Problem solving therapies may help solve mental health problems, such as:
This form of treatment also helps to deal with specific life problems, such as:
Your doctor or mental health professional will be able to suggest whether the problem-solving treatment is helpful for your particular problem. Generally speaking, if you are struggling with a specific specific problem that is difficult to find a solution, then problem-solving therapy may help you.
Benefits of problem solving therapy
The skills learned in problem-solving therapy can help manage all aspects of your life. These can include:
- Be able to identify which stressors trigger your negative emotions (for example, sadness, anger)

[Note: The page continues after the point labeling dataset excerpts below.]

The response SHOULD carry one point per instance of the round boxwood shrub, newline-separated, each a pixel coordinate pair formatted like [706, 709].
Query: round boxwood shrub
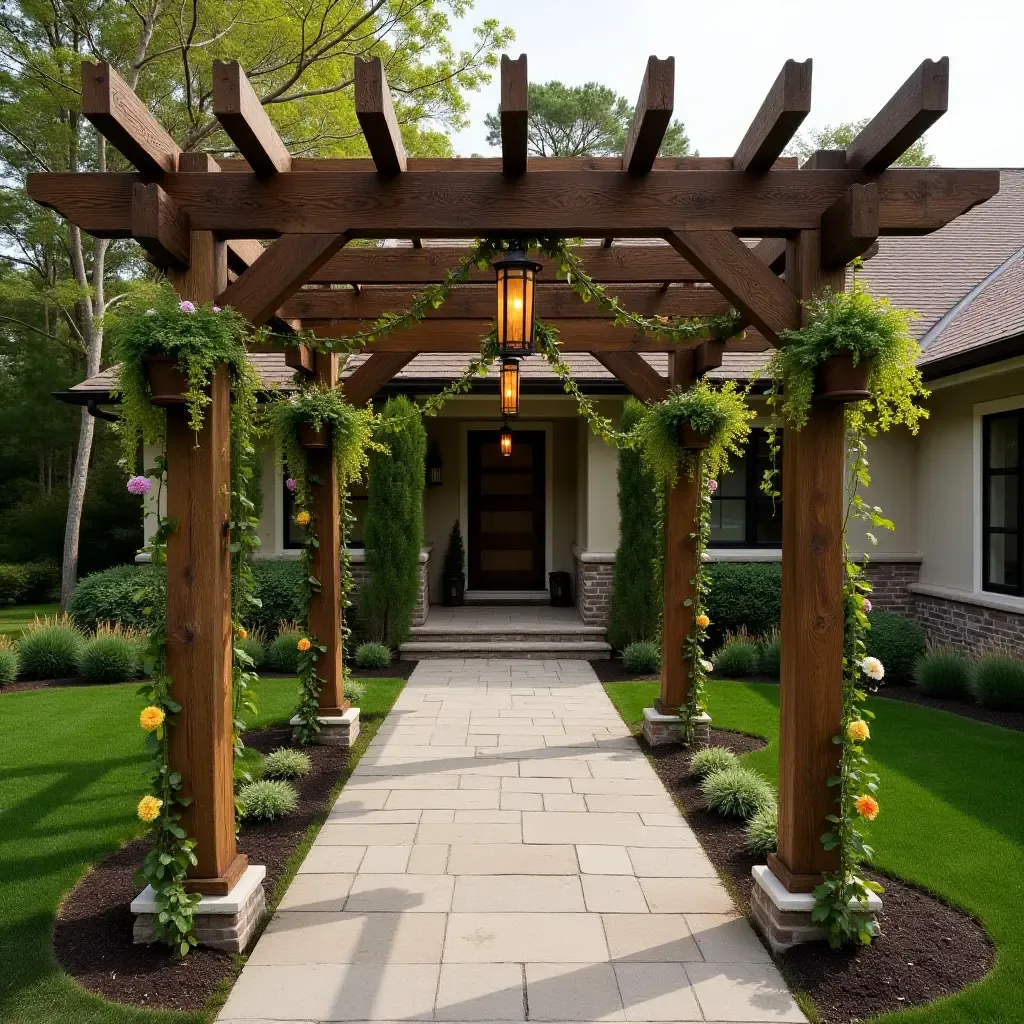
[642, 656]
[267, 799]
[944, 674]
[712, 759]
[998, 682]
[373, 655]
[50, 648]
[286, 762]
[737, 793]
[898, 643]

- I believe you can deal with the problems you are facing
- A systematic way to deal with problems in life
- Have a toolbox of strategies to solve the problems you face
- Increase confidence in finding creative solutions
- Know how to determine which obstacles will hinder your progress
- Know how to manage emotions when they arise
- Reduce avoidance and increase action
- The ability to accept unsolvable life problems
- The ability to make effective decisions
- Patient development (realizing that not all problems have “quick solutions”)
This form of treatment was originally designed to help people fight stress by effectively solving problems, and later was specifically used to solve clinical depression. Today, a lot of research on problem-solving therapy involves its effectiveness in treating depression.
Problem solving therapy has been shown to help depression:
- The elderly
- People dealing with serious diseases such as breast cancer
Problem-solving therapy also appears to be effective as a brief treatment for depression, as it only requires 6 to 8 sessions with a therapist or other healthcare professional to provide benefits. This may be a good choice for people who cannot receive long-term treatment for depression.
Things to consider
Problem solving therapy is not for everyone. It may not be able to effectively solve problems for which there is no clear solution, such as seeking meaning or purpose in life. Problem solving therapy also aims to treat specific problems, not general habits or thinking patterns.
In general, it is also important to remember that problem-solving therapy is not the main treatment for mental disorders. If you have symptoms of a serious mental illness such as bipolar disorder or schizophrenia, you may need to use evidence-based methods for additional treatment for your specific problem.
Problem-solving therapy is best for those who have mental or physical problems that require separate treatment, but also have life problems that accompany unresolved problems.
For example, if you are unable to clean your room or pay bills due to depression, or if a cancer diagnosis interferes with your quality of life, it may be helpful.
How to start
Your doctor may recommend this method to a therapist in your area, or they may provide this method themselves as part of their practice. You can also find a problem-solving therapist with the help of the American Psychological Association (APA) Clinical Psychology Association.
If you are not suitable for problem-solving therapy from a doctor or mental health professional, you can also consider using a workbook designed to help you learn problem-solving skills as a self-help strategy.
During your first meeting, your therapist may spend some time explaining their process and methods. They may ask you to determine the problem you are currently facing and may discuss your treatment goals.
Problem solving therapy may be a short-term intervention that focuses on solving a specific problem in your life. If you need more general help, it can also be a long-term treatment option.